Lindsay Shepherd describes herself as “a reasonable leftist.” The conclusion she has reached about her university, as presented on her Twitter page: “Confirmed: WLU is a mental institution.”

*

December 19: An investigation has exonerated Lindsay Shepherd of any wrongdoing. From a statement issued by Wilfrid Laurier president Deborah MacLatchy:

There were numerous errors in judgement made in the handling of the meeting with Ms. Lindsay Shepherd, the TA of the tutorial in question. In fact, the meeting never should have happened at all. No formal complaint, nor informal concern relative to a Laurier policy, was registered about the screening of the video. This was confirmed in the fact-finding report. . . .
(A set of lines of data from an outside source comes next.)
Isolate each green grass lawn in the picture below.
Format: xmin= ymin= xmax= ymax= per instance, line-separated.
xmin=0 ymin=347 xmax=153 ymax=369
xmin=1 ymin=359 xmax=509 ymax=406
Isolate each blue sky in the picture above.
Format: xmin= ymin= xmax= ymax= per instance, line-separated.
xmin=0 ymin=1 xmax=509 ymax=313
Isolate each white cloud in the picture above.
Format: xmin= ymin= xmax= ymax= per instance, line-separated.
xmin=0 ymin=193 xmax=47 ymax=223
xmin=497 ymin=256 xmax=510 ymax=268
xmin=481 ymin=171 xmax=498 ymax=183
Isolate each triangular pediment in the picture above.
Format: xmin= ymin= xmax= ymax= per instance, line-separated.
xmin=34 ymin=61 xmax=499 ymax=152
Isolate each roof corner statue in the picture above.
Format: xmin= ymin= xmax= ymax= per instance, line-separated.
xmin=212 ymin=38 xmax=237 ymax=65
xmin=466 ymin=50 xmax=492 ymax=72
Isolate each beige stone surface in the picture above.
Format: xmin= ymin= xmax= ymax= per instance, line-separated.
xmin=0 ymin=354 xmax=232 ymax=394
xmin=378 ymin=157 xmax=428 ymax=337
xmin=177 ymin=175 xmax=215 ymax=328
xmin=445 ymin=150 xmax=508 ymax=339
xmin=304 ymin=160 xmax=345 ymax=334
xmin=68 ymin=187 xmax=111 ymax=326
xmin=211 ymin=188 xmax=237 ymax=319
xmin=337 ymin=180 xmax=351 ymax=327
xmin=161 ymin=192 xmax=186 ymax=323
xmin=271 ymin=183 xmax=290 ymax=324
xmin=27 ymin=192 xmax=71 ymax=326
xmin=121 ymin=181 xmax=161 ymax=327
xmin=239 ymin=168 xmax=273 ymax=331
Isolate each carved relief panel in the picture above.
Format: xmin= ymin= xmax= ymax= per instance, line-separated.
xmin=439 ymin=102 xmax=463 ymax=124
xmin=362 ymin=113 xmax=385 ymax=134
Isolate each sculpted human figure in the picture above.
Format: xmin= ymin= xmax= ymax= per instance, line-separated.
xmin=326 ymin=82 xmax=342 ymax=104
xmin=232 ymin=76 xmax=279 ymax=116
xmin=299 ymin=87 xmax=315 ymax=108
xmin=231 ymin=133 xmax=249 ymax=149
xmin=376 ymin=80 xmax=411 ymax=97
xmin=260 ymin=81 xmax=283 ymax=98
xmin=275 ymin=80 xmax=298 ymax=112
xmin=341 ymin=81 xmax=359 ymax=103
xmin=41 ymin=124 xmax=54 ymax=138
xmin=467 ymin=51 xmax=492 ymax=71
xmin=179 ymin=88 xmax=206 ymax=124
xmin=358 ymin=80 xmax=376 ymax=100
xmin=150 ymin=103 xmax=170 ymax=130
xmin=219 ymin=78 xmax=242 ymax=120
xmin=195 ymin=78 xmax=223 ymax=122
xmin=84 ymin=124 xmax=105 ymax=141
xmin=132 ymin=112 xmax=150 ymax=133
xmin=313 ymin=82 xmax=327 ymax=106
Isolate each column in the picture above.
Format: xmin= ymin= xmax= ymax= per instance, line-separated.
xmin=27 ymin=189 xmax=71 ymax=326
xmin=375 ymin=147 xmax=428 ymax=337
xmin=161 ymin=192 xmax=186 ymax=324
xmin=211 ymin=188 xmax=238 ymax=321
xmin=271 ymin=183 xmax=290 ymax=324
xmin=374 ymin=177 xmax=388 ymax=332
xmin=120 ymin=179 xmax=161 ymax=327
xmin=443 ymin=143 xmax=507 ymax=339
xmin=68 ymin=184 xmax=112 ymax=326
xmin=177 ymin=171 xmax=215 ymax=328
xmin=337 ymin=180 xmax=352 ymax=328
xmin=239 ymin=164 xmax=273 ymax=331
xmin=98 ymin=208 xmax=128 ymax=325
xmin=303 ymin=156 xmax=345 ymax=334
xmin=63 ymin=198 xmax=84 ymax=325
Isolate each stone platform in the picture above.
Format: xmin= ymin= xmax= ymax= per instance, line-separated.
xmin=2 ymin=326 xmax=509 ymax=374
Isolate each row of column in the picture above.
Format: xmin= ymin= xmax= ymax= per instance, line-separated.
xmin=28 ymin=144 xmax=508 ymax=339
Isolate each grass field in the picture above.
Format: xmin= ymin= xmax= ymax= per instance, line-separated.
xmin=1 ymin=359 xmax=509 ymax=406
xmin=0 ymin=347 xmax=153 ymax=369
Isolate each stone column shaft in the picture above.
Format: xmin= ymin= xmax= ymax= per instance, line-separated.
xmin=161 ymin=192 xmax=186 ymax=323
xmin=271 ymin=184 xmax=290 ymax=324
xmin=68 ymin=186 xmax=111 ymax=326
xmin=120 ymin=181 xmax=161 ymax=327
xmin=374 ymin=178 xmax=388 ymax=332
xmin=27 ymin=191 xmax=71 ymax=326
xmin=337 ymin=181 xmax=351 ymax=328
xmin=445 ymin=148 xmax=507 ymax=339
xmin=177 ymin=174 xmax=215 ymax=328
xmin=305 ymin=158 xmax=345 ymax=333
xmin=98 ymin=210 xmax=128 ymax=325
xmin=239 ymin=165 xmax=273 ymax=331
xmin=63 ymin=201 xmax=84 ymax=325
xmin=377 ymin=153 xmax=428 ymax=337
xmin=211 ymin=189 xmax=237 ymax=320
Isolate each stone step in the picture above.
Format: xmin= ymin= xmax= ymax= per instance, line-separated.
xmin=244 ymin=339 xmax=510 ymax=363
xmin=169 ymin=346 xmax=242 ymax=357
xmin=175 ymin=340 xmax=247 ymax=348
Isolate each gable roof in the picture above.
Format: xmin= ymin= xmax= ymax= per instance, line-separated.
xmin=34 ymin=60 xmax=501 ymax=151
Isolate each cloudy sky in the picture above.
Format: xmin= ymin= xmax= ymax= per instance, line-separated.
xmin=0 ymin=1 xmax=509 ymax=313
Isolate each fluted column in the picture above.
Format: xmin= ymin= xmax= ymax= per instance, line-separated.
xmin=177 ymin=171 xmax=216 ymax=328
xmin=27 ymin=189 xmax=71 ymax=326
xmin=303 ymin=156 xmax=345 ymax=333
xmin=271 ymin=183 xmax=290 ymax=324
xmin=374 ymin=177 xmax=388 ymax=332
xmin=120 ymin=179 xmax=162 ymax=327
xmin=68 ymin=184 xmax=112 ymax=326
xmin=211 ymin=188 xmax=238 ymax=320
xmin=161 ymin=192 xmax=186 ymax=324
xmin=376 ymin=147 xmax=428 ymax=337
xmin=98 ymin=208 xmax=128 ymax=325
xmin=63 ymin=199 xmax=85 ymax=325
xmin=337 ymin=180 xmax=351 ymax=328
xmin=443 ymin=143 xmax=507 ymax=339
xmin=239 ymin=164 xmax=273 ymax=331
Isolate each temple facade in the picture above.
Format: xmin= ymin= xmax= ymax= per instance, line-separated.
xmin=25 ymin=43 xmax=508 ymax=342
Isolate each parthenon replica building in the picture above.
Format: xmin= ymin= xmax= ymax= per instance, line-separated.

There was no wrongdoing on the part of Ms. Shepherd in showing the clip from TVO [TVO: TVOntario, an educational television station] in her tutorial. Showing a TVO clip for the purposes of an academic discussion is a reasonable classroom teaching tool. Any instructional material needs to be grounded in the appropriate academic underpinnings to put it in context for the relevance of the learning outcomes of the course. The ensuing discussion also needs to be handled properly. We have no reason to believe this discussion was not handled well in the tutorial in question.
[A specifically Canadian context for this controversy: Bill C-16. See also a recent post by Geoffrey Pullum, unrelated to events in Canada: “I’m on the same side as my non-binarist and gender-neutral and transsexual friends,” Pullum writes, but he thinks of singular they with a personal name for antecedent as ungrammatical.]